It’s likely that more corporations, coalitions, and advocacy groups have lobbied, rallied, and written letters about the Keystone XL oil pipeline than about any other pipeline ever built in the United States.
Lobbying in favor of the controversial project are some of the most powerful energy, business, and labor interests in the nation: ExxonMobil, Royal Dutch Shell, the U.S. Chamber of Commerce, the Business Roundtable, the AFL-CIO, the National Association of Manufacturers, the Steel Manufacturers Association—and, of course, the company overseeing the whole project, TransCanada. The American Petroleum Institute, which represents the oil industry, has made pushing for Keystone a central issue, keeping up a steady drumbeat of press events, reports, and studies supporting the pipeline.

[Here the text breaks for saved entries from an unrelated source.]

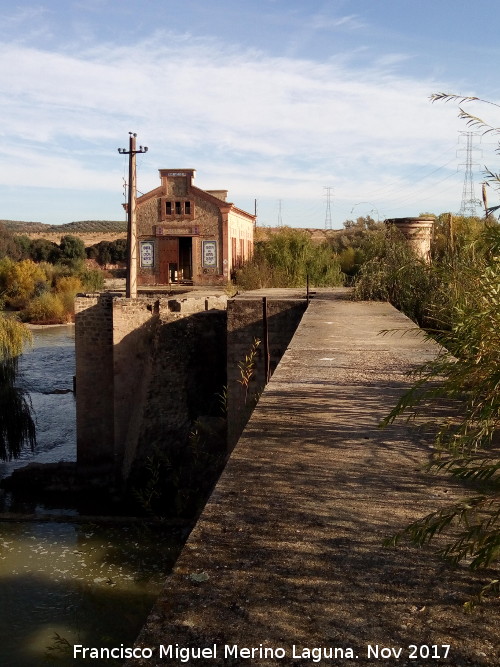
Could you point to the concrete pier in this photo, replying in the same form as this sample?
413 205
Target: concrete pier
288 552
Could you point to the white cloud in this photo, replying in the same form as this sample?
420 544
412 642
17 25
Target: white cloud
259 122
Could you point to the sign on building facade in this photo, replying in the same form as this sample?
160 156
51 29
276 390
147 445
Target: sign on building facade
209 252
147 254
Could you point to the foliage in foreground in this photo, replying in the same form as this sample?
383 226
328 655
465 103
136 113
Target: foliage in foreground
464 380
17 428
466 376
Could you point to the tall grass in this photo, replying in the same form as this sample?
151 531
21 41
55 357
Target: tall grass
460 295
286 259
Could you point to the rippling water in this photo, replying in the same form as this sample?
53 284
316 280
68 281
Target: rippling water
48 367
65 583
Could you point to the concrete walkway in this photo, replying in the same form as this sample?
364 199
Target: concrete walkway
288 551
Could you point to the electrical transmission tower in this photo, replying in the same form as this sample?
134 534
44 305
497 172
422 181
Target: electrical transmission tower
469 199
328 213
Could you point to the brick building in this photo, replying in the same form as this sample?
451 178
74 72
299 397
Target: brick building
189 235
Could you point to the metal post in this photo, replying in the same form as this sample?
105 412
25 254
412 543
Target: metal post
267 360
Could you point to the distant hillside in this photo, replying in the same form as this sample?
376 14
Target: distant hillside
90 231
79 227
93 231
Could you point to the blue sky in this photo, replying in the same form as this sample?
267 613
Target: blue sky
272 100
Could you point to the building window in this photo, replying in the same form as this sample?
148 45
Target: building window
178 208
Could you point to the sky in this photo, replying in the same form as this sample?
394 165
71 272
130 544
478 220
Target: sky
287 104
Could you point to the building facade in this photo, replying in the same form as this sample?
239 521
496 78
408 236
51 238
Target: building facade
187 235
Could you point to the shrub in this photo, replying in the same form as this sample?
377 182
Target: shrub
20 280
47 308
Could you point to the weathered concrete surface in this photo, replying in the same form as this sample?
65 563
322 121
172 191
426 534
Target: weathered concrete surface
289 551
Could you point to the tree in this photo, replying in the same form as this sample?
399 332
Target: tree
42 250
17 428
72 248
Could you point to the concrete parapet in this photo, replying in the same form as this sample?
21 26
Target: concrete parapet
245 327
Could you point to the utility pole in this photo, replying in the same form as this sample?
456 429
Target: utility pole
131 281
328 214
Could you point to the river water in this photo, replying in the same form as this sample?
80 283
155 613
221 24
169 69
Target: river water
66 583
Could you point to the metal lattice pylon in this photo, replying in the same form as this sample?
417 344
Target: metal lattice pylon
328 214
469 199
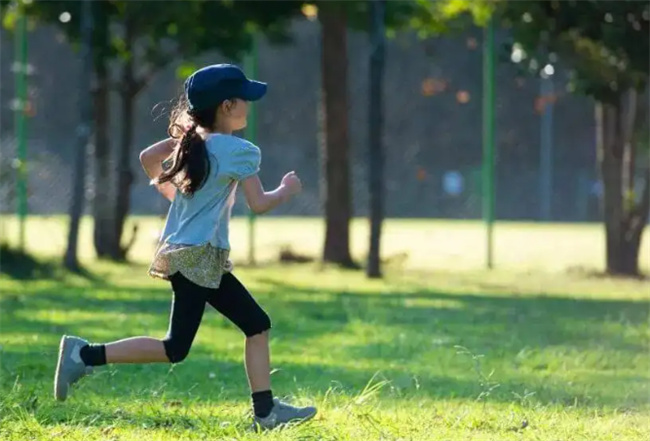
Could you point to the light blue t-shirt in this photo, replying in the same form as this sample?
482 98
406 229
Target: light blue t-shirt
204 217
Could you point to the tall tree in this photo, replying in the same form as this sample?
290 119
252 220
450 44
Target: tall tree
375 125
182 29
605 45
336 140
335 18
83 136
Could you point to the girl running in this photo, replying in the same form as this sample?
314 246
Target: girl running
198 169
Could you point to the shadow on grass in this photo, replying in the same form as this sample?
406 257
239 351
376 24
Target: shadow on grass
500 325
23 266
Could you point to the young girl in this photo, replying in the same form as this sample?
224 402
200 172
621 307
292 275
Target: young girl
198 169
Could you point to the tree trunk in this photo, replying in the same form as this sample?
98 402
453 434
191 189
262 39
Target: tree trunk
625 217
102 207
83 136
376 155
335 148
124 173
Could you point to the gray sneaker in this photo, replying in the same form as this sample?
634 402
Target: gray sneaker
70 368
283 413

Lobbying—and rallying—against the project are an impassioned group of environmentalists, spearheaded by Bill McKibben, a veteran environmental activist and founder of the climate-advocacy group 350.org.

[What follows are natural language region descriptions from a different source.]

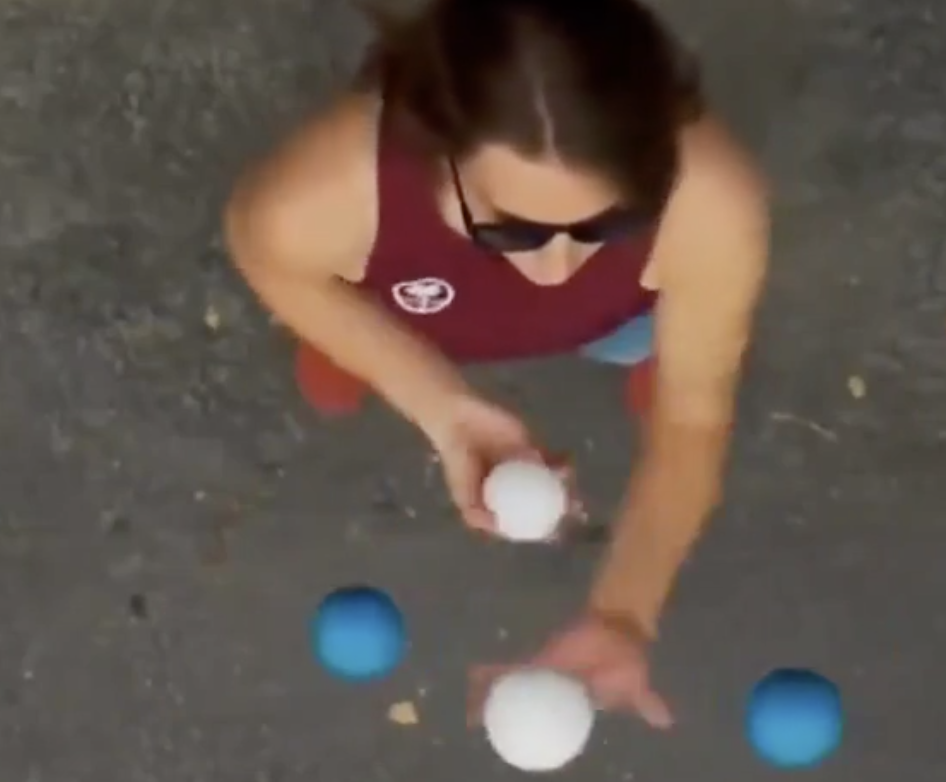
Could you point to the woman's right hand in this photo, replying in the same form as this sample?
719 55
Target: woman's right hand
471 437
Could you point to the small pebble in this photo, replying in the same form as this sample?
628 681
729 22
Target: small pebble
857 386
212 318
403 713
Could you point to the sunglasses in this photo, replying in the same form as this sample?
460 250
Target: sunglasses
515 234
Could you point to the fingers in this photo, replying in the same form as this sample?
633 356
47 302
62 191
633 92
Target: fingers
652 708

At first blush, it would seem the oil industry’s deep pockets easily outmatch the influence of green groups. But in August 2011, McKibben and thousands of protesters showed their clout by rallying against Keystone in front of the White House. Celebrities showed up for the rally, and demonstrators wrapped a giant pipeline around the White House. Many, including McKibben, were arrested. Their message to President Obama: If you approve the pipeline, you’ll lose our support in the 2012 election.

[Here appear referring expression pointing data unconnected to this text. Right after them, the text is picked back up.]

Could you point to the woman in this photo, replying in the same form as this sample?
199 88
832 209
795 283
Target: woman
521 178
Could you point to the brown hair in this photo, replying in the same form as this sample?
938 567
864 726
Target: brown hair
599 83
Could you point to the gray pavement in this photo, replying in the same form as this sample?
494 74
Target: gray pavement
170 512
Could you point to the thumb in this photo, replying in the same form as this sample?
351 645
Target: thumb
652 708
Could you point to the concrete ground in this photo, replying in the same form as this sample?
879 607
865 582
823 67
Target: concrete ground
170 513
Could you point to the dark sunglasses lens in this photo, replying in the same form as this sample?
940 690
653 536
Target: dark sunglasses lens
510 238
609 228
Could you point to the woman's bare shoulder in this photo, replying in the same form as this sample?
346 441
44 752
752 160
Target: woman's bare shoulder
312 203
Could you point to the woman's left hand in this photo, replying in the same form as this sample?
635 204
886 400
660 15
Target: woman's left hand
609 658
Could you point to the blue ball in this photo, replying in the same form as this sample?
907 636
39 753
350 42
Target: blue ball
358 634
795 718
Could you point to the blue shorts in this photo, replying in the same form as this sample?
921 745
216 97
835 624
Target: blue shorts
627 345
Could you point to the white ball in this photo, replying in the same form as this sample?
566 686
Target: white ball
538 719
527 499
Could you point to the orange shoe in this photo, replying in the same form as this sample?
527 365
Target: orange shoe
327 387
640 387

It appeared to work. Obama punted the decision until after the election. Since November, the environmental groups have kept up the pressure, bringing tens of thousands of protesters to another anti-Keystone rally in Washington in February. Now the question becomes: Without the pressure of an election, will Obama give his green base what they want, or will the power of the oil, steel, and business lobby prevail?